Ford, in 16th position, remained unchanged, while Buick and Chevrolet improved slightly. Jeep, marketed as a maker of rugged off-road vehicles, dropped the most of any domestic brand to 32nd place, from 19th. Its Grand Cherokee was far below average.
In the European theater, Audi saw seven of its eight models in the average or better rating, resulting in a 15-spot improvement. Premium brand Mercedes-Benz fell four positions to replace Porsche in last place. Mercedes’ new or redesigned-for-2006 models were all far below average. However, no brand fell further than MINI, now in 28th place. Both S and non-S convertible versions, of the Mini Cooper dropped to below average.
Findings are based on Consumer Reports’ Annual Car Reliability Survey, conducted in Spring 2006. The Survey went to subscribers to CR and its web site, www.ConsumerReports.org. Subscribers were asked to report any serious problems (due to cost, failure, safety, or downtime) experienced with their cars, vans, SUVs, or trucks during the previous 12 months. Consumer Reports’ survey garnered responses on about 1.3 million vehicles, nearly double that collected in 2003. The responses allow CR to present detailed reliability ratings, to predict reliability for 2007 models, and to determine which vehicles to recommend.

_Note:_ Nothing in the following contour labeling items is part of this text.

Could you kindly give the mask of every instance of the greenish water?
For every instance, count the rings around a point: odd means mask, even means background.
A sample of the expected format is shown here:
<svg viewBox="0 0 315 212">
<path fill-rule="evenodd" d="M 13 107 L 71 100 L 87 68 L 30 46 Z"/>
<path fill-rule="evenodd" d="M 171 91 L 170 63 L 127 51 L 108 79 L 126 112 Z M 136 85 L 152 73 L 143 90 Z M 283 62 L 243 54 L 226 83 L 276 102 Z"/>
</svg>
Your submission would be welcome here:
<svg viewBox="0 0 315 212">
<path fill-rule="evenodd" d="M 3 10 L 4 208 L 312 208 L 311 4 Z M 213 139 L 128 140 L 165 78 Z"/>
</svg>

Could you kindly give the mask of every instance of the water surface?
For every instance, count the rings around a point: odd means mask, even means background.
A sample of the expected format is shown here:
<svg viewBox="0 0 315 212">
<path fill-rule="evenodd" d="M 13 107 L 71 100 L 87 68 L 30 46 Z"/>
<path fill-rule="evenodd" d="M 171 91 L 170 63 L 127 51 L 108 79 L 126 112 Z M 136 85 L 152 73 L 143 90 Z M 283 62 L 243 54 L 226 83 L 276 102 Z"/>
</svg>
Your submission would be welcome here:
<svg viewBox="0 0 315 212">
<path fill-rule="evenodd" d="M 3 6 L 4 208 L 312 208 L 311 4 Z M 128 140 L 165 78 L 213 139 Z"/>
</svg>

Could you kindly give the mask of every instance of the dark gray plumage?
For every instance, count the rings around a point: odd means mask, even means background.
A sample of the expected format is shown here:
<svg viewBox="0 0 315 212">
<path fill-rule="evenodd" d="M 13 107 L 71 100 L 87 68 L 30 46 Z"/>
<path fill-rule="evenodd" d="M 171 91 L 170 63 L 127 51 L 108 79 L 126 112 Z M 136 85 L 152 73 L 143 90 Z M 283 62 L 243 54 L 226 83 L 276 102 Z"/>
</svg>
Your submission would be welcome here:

Study sheds new light on how vehicles age
For the first time CR’s Annual Car Reliability Survey has expanded to include vehicles up to 10 years old, spanning from the 1997 model year to 2006. Questions pertaining to some of the 16 different trouble areas, ranging from the engine and transmission to body hardware and electrical systems, were also revised to give more details into the types of problems which vehicles experienced.
Cars still develop more problems as they age. But, CR found that some 9-or 10-year old models can have fewer problems than some newer models. For example, the 1998 Lexus LS400 had slightly fewer problems than the 2006 Mercedes-Benz ML500. The Lexus LS has been the most reliable car in CR’s survey, year in and year out.
CR’s data show Asian, American, and European vehicles age differently. On average, Toyotas and Hondas hold up best. Ford had fewer problems than Chrysler and GM for 3-year-old and older vehicles. Volkswagen showed the steepest problem increase as its vehicles age. The biggest increase in problem rates is between five- and six-year-old cars, but there is less of a difference in reliability between eight- and ten-year-old models as a whole.
Consumer Reports is one of the most trusted sources for information and advice on consumer products and services. CR has the most comprehensive auto-test program and reliability survey data of any U.S. magazine or web site. Our team of automotive experts brings decades of experience to the unbiased, independent Ratings, Recommendations and advice in the Annual April Auto Issue: Engineers test the cars featured in our magazine at the organization’s 327-acre Auto Test Center in Connecticut (www.ConsumerReports.org/Autotest); statisticians and the Consumer Reports National Research Center's researchers design and analyze the surveys that tell us about our subscribers' experiences with their cars; and our editors investigate and report on important automotive issues, making all the information easily understandable for consumers.